Hertio : Les humains lâches par nature, n’hésitent pas à s’attaquer aux elfes en recourant aux pires félonies. De plus les hommes sont naturellement attirés par le Néant, malgré le fait que cette entité n’apporte que mort et destruction. Nous ne pouvons tolérer cela, des mesures radicales doivent être prises pour répondre à la terrible menace que les hommes représentent.
Arthur : Seule une minorité d’humains soutient le Néant, et puis des elfes aussi peuvent représenter une menace pour les elfes.
Hertio : Que voulez-vous dire ?
Arthur : Lors de la dixième guerre du Néant, une partie de la fine fleur de la noblesse elfique a constitué une menace terrible.

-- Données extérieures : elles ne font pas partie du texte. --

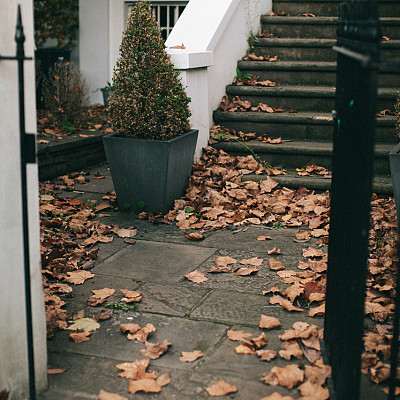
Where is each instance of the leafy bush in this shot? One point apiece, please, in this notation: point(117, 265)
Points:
point(66, 93)
point(149, 100)
point(56, 19)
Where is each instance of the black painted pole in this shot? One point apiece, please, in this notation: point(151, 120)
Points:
point(20, 39)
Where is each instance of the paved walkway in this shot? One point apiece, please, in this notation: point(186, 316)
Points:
point(191, 316)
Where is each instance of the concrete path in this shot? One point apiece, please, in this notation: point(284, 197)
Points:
point(191, 316)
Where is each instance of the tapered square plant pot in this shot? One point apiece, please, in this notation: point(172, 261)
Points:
point(394, 159)
point(152, 173)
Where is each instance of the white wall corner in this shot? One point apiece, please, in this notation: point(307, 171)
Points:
point(13, 347)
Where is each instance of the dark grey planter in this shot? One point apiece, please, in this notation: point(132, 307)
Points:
point(394, 159)
point(155, 172)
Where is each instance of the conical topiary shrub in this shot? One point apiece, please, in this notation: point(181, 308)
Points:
point(149, 101)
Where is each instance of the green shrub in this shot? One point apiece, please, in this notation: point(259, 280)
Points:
point(66, 94)
point(149, 100)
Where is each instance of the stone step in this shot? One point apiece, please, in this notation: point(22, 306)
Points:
point(306, 72)
point(319, 27)
point(298, 126)
point(302, 98)
point(301, 49)
point(387, 8)
point(299, 154)
point(381, 185)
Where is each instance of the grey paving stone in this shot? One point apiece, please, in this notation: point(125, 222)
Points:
point(232, 307)
point(154, 262)
point(108, 342)
point(169, 299)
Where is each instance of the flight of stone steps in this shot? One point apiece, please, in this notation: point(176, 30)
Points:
point(306, 76)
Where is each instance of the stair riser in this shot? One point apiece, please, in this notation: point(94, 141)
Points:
point(312, 53)
point(301, 131)
point(313, 30)
point(328, 9)
point(318, 104)
point(292, 160)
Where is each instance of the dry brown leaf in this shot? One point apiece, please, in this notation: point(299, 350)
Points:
point(246, 271)
point(288, 376)
point(255, 261)
point(190, 356)
point(238, 336)
point(221, 388)
point(155, 350)
point(317, 311)
point(79, 337)
point(275, 265)
point(290, 349)
point(267, 322)
point(260, 341)
point(266, 355)
point(131, 296)
point(286, 304)
point(103, 395)
point(196, 277)
point(316, 392)
point(144, 385)
point(223, 261)
point(78, 277)
point(215, 269)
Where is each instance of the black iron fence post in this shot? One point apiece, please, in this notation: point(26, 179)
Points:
point(27, 155)
point(354, 120)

Hertio : Durant la dixième guerre du Néant, il y avait bien plus d’humains du côté du Néant que d’elfes, et en ce moment cette entité a beaucoup plus d’esclaves humains que d’elfes. Ce qui est normal car les humains sont des êtres impurs engendrés par la pire des monstruosités, le Néant.
Arthur : Rien ne prouve de manière certaine que les hommes soient effectivement des créations du Néant.

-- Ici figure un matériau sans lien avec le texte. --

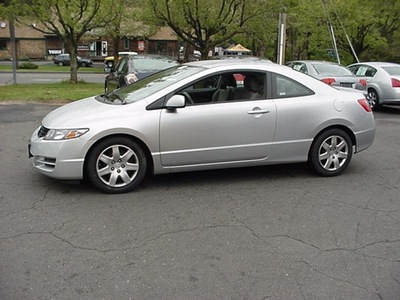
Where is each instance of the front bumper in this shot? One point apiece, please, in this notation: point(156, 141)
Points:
point(57, 159)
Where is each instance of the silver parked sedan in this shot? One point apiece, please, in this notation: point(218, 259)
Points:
point(383, 81)
point(203, 115)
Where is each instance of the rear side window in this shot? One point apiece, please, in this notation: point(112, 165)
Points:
point(284, 87)
point(395, 71)
point(365, 71)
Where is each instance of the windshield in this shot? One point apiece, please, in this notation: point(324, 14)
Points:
point(395, 71)
point(332, 70)
point(152, 84)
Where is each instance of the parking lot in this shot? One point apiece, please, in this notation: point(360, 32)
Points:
point(277, 232)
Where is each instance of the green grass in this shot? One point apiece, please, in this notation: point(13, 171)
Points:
point(55, 68)
point(49, 92)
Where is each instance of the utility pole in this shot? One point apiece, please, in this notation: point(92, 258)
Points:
point(14, 49)
point(281, 38)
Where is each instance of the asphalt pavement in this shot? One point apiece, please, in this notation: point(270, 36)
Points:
point(276, 232)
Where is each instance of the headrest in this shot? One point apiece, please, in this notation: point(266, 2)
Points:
point(252, 84)
point(228, 80)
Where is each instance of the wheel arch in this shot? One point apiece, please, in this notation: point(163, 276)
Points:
point(146, 150)
point(346, 129)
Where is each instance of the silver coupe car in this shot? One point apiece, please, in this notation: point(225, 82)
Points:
point(203, 115)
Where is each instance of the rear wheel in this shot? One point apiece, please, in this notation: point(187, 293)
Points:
point(331, 152)
point(116, 165)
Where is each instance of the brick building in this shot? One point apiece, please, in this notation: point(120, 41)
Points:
point(33, 44)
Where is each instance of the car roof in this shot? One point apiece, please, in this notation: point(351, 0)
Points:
point(324, 62)
point(376, 63)
point(240, 62)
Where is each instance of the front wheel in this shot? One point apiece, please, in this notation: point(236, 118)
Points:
point(331, 152)
point(116, 165)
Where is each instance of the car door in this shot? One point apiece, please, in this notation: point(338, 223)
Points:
point(217, 133)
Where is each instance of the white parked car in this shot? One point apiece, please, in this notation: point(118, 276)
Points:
point(383, 81)
point(197, 116)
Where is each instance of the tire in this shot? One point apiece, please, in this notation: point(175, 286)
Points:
point(331, 152)
point(116, 165)
point(373, 99)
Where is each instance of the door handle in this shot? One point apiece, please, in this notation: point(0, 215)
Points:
point(257, 111)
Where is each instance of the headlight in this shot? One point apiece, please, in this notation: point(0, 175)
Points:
point(64, 134)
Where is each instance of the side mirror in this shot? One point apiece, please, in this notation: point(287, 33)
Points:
point(176, 101)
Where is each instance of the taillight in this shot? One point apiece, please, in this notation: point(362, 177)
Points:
point(395, 82)
point(364, 103)
point(328, 81)
point(363, 82)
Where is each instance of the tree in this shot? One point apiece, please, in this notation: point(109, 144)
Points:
point(70, 20)
point(204, 24)
point(127, 23)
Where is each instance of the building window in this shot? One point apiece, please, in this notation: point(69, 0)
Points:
point(3, 45)
point(161, 47)
point(126, 44)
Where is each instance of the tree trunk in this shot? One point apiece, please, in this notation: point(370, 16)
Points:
point(72, 49)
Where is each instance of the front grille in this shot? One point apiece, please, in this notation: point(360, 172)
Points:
point(42, 131)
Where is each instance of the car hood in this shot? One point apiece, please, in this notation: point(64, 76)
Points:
point(82, 113)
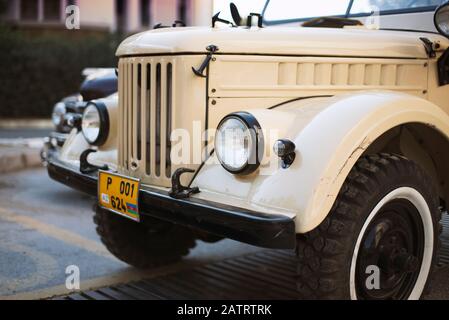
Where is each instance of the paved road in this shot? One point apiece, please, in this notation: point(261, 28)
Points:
point(45, 227)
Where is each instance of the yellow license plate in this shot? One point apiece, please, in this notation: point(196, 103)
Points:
point(119, 194)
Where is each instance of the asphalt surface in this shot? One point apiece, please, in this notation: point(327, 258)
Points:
point(46, 227)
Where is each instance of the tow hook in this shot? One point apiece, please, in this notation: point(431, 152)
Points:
point(200, 71)
point(178, 191)
point(85, 166)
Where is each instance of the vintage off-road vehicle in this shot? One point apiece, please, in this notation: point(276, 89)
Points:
point(331, 139)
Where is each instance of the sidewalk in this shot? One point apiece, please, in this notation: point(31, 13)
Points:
point(21, 141)
point(19, 154)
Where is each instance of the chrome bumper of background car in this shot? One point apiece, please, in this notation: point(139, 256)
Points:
point(263, 230)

Hertio : Si les armées humaines sont tranquilles depuis quelques mois, c’est parce qu’elles ne sont pas encore remises des dégâts terribles que leur ont infligé les chevaliers du Néant.
Sur le plan de la rhétorique le roi elfe Hertio fut vainqueur, mais Arthur le vampire obtint quand même un vote favorable grâce à la corruption. Le vampire possédait dix fois plus de richesses qu’Hertio qui n’était qu’un petit joueur si les revenus officieux étaient pris en compte. Hertio s’avérait une pointure pour augmenter ses revenus par l’intermédiaire de la contrebande et le trafic d’objets interdits, mais il pesait beaucoup moins lourd qu’Arthur.
En effet le vampire disposait de plus de cinquante mille subordonnés criminels, il possédait dans chaque ville importante des intérêts mafieux. Il touchait un pourcentage sur la majorité des transactions liées à du trafic d’objets surnaturels. Il n’abandonna pas son empire illégal en devenant haut-roi, au contraire il profita de son nouveau statut pour s’élever dans la hiérarchie criminelle.
Le vampire avait un minimum de principes dans ses affaires illégales. L’assassinat devait être le dernier recours, et avant de tuer il fallait négocier ou essayer d’acheter le gêneur. En outre Arthur interdisait à ses sbires de traiter avec des personnes qui voulaient faire du mal à des elfes, ou affaiblir les royaumes elfiques. Le vampire prohibait toute activité illicite provoquant un préjudice environnemental grave.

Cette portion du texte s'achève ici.